The Miami Marlins are heading into spring training having positioned themselves for a battle at first base.
After trading Eric Wagaman to the Minnesota Twins on Jan. 2, Miami enters 2026 without an established first baseman, and manager Clayton McCullough has made it clear the job is wide open.
That openness could lead to one of the more experimental spring competitions in recent Marlins memory.
McCullough told reporters at FanFest on Saturday the club expects "a lot of competition for playing time" at first base, naming Christopher Morel, Griffin Conine, and Liam Hicks as candidates.
On paper, only one of those names actually fits the traditional first-base mold.
Hicks is the most logical option. The left-handed hitter logged time at first base last season and quietly produced near-league-average offense, finishing with a 98 wRC+. More importantly, he was slightly above average against right-handed pitching, which gives the Marlins a potential platoon anchor. For a team still trying to stabilize its lineup, Hicks represents the safest defensive floor.
The wild card is Morel. Signed in December after being non-tendered by Tampa Bay, Morel brings positional flexibility and power upside, but also inconsistency. An above-average hitter early in his career, he slipped to 10-percent below league average offensively in 2025 and has struggled defensively everywhere he’s been positioned. First base would be a fresh start, but it also comes with pressure: the bat has to play if the glove doesn’t.

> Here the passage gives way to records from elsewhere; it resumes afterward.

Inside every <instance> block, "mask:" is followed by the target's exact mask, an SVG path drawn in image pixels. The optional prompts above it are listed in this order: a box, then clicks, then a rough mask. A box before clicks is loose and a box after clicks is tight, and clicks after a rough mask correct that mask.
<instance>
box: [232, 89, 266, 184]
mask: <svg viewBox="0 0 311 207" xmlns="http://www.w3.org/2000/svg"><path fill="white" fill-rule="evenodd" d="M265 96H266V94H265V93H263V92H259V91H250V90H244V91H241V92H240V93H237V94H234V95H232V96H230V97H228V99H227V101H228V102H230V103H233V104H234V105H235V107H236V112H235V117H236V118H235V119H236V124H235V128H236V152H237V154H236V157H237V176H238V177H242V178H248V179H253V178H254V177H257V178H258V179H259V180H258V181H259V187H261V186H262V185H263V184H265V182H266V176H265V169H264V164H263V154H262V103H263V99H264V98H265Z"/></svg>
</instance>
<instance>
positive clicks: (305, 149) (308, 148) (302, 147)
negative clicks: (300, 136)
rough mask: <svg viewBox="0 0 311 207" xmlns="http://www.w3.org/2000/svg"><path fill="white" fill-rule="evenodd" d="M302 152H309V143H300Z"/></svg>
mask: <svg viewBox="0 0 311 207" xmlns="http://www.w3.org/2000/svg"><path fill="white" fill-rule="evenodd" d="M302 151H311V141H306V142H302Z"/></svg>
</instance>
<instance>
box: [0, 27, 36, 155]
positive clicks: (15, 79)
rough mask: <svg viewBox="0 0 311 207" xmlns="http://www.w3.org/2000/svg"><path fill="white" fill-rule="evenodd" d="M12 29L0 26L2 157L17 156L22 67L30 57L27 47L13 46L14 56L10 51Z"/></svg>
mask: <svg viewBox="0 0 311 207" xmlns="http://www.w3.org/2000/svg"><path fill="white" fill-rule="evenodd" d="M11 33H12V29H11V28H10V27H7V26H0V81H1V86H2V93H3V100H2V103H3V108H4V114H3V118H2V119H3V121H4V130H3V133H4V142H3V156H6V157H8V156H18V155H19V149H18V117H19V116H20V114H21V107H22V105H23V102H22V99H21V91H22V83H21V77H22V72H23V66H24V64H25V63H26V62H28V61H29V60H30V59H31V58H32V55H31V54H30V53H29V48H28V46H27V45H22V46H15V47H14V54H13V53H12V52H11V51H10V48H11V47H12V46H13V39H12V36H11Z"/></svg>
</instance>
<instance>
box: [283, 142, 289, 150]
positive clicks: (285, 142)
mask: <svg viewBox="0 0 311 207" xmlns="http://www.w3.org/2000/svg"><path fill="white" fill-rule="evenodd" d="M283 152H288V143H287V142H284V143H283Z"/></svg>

Conine feels more like an experiment than a plan. He has exclusively played the outfield at the professional level, and McCullough’s comments suggested openness rather than commitment. That points to spring training reps designed to expand depth rather than a serious bid to win the job outright. If Conine sees meaningful time at first base in 2026, it likely means something else has gone wrong.
The most realistic outcome is a time-share. Hicks starting against right-handers, Morel drawing starts versus lefties, and Conine serving as emergency coverage fits both the roster construction and the Marlins’ current competitive timeline. It’s not flashy, but it’s flexible -- and flexibility has been the defining trait of this phase of Miami’s rebuild.
For a team focused on development and evaluation, first base isn’t about finding a long-term star just yet. It’s about figuring out who fits -- and who doesn’t -- before the next wave arrives.